We found that the trio approaches using parental short-read sequence data to sort haplotypes of the long-read data of offspring gave the most complete assemblies of each haplotype with the fewest structural errors⁴³. Furthermore, all methods attempting to separate haplotype sequences performed much better in generating highly contiguous assemblies than those that merged the consensus between haplotypes into one assembly. The algorithm that gave the highest haplotype separation accuracy for contigs was HiFiasm⁴⁴, which incorporates separation of reads of each haplotype into the assembly graph⁴⁵. Generation of contigs were more structurally accurate than scaffolds, where the HPRC identified areas of improvements that were necessary to prevent contig miss-joins, missed-joins, collapsed repeats and other structural assembly errors. On the basis of these findings, an initial set of 47 1KGP genomes from parent–offspring trios was assembled with HiFiasm^43,44, creating high-quality diploid contig-only genome assemblies. Going forward, we will further optimize sequencing, assembly and analysis methods with the goal of creating fully-phased T2T diploid genomes, including repetitive and structurally variable regions such as centromeres, telomeres and segmental duplications. We anticipate that the high-quality assemblies created in the project will drive tool creation and improvement for diploid genome assembly and quality control in which new and recently created existing tools (from the T2T assembly of CHM13 (ref. ²²)) are applied to diploid genome assembly.

The first HPRC data release comprises the sequencing data from 47 participants, mostly from the 1KGP (listed and described in Supplementary Table 1).

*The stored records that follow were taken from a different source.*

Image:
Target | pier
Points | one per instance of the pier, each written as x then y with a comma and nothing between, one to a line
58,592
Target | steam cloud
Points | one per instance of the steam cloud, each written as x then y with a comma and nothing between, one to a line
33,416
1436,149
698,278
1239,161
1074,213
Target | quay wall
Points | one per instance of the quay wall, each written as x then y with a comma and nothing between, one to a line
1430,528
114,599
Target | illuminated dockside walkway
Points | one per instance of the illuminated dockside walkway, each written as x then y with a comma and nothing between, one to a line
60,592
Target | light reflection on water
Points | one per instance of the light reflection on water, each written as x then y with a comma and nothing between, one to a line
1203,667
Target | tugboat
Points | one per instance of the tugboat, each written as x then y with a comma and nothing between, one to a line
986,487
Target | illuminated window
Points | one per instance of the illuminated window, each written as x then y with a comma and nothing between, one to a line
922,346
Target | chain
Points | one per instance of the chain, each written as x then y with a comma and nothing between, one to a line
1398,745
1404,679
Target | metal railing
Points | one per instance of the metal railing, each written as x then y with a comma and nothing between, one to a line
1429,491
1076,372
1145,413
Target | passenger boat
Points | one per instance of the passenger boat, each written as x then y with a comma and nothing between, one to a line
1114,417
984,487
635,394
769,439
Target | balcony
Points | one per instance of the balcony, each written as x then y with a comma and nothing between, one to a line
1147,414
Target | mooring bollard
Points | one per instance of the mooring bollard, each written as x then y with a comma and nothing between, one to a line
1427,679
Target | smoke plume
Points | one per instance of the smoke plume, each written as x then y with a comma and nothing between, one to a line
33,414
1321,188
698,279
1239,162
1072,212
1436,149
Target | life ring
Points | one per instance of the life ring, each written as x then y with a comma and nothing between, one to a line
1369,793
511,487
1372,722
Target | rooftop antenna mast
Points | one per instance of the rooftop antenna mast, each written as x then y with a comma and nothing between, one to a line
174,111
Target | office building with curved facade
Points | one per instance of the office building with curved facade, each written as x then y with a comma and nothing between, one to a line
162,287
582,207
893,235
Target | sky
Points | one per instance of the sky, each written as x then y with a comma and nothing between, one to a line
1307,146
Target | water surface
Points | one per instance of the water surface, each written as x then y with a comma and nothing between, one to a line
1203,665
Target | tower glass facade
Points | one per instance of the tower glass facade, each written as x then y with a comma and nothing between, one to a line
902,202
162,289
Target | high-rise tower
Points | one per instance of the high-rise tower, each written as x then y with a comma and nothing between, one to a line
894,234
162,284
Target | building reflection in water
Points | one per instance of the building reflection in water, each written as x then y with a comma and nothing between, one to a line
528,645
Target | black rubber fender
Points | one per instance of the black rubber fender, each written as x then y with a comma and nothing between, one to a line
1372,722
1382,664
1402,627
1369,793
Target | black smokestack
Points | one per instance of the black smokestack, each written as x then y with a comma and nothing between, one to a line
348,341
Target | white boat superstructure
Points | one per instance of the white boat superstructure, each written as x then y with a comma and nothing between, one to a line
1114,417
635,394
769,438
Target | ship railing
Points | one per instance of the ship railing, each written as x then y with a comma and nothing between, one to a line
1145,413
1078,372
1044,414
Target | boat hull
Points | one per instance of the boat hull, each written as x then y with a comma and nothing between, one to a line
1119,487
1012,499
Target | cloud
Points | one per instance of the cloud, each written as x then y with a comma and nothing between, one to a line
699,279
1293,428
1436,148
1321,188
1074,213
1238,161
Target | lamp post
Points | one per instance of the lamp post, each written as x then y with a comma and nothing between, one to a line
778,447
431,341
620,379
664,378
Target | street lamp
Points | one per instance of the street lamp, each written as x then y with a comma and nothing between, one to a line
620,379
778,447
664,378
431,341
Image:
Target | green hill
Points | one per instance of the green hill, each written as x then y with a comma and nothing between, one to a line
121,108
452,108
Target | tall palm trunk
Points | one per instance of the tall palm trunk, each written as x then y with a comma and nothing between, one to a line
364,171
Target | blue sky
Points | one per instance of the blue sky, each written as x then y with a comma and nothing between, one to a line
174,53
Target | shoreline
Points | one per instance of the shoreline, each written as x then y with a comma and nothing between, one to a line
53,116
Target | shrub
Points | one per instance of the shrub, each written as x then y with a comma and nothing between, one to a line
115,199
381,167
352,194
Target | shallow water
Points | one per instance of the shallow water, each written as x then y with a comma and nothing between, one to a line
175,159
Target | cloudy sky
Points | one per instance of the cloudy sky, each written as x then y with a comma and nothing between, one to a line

All sequencing data are publicly available and can be downloaded without egress fees from the Amazon Web Services (AWS) Public Datasets program and can be analysed with the AWS cloud. Data are also available for analysis within the AnVIL (Analysis, Visualization and Informatics Lab-space) cloud platform, organized as a public workspace (https://anvil.terra.bio/#workspaces/anvil-datastorage/AnVIL_HPRC). AnVIL is the genomic data science analysis, visualization, and informatics lab-space of the NHGRI that provides a cloud environment for analysis of large genomic datasets, and supports multiple globally used analysis tools including Terra, Bioconductor, Jupyter and Galaxy⁴⁶.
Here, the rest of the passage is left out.